Briggs’ knowingly, voluntarily and intelligently waived his right to counsel. Mr. Briggs was also
never advised he would be required to follow the Rules of Criminal Procedure and Evidence.
{¶16} In addition, the record shows Mr. Briggs, a homeless individual, repeatedly
expressed his concern to the trial court that he would not have the ability to pay for legal fees
should he accept the appointment of counsel. Specifically, Mr. Briggs told the trial court, “legal
fees are really expensive,” and it is “fair for me to just proceed pro se so then there is no dispute
over possible legal fees.” After hearing Mr. Briggs’ concerns, the trial court simply ended the
discussion and allowed him to proceed pro se without ensuring the waiver was voluntary.

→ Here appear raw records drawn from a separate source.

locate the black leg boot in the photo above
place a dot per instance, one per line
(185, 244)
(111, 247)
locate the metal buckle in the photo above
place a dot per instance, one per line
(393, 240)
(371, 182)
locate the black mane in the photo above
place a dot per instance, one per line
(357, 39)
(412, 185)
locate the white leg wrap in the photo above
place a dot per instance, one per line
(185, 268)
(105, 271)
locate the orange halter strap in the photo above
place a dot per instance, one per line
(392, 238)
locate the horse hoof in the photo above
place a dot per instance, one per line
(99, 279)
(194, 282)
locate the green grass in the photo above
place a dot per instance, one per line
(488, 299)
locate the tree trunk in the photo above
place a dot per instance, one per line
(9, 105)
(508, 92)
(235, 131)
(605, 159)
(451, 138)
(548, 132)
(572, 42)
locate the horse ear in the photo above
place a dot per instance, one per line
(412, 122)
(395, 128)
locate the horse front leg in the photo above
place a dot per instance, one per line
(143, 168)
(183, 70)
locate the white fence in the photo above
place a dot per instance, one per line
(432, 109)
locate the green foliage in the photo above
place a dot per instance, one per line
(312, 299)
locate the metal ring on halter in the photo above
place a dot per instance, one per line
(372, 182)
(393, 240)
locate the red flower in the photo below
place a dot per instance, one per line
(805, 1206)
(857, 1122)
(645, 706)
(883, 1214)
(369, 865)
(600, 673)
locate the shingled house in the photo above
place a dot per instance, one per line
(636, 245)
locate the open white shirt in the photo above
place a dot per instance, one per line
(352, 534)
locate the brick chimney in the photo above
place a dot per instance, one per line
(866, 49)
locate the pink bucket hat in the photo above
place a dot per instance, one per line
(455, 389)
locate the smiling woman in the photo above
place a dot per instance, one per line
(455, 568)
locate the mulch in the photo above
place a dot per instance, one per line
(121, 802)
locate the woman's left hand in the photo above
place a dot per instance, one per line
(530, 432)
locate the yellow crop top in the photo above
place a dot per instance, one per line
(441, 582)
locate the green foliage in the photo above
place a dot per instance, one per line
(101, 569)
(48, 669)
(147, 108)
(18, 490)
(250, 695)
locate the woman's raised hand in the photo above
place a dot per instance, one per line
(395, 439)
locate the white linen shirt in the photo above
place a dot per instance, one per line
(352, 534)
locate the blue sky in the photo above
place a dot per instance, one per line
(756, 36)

{¶17} This Court, based upon the totality of the circumstances, simply cannot say Mr.
Briggs knowingly, voluntarily, and intelligently waived his Sixth Amendment right to counsel.
The trial court clearly failed to warn Mr. Briggs about the dangers and disadvantages of self-9

representation prior to allowing Mr. Briggs to defend himself against four counts of criminal
trespass. Therefore, in line with our precedent in Dowey, supra, we instruct the trial court to
immediately vacate Mr. Briggs’ 30-day jail sentence and affirm the judgments of the Wayne
County Municipal Court as so modified. Further, because this Court has determined that the trial
court erred to the prejudice of Mr. Briggs, as explained above, and because former appellate
counsel failed to raise this issue in the prior appeal, this Court vacates its prior judgment and enters
this judgment pursuant to App.R. 26(B)(9).

Outcome: For the foregoing reasons, Mr. Briggs’ sole assignment of error is sustained. The
judgments of the Wayne County Municipal Court are affirmed as modified. We remand this matter with specific instructions to the trial court to immediately vacate Mr. Briggs’ 30-day jail sentence.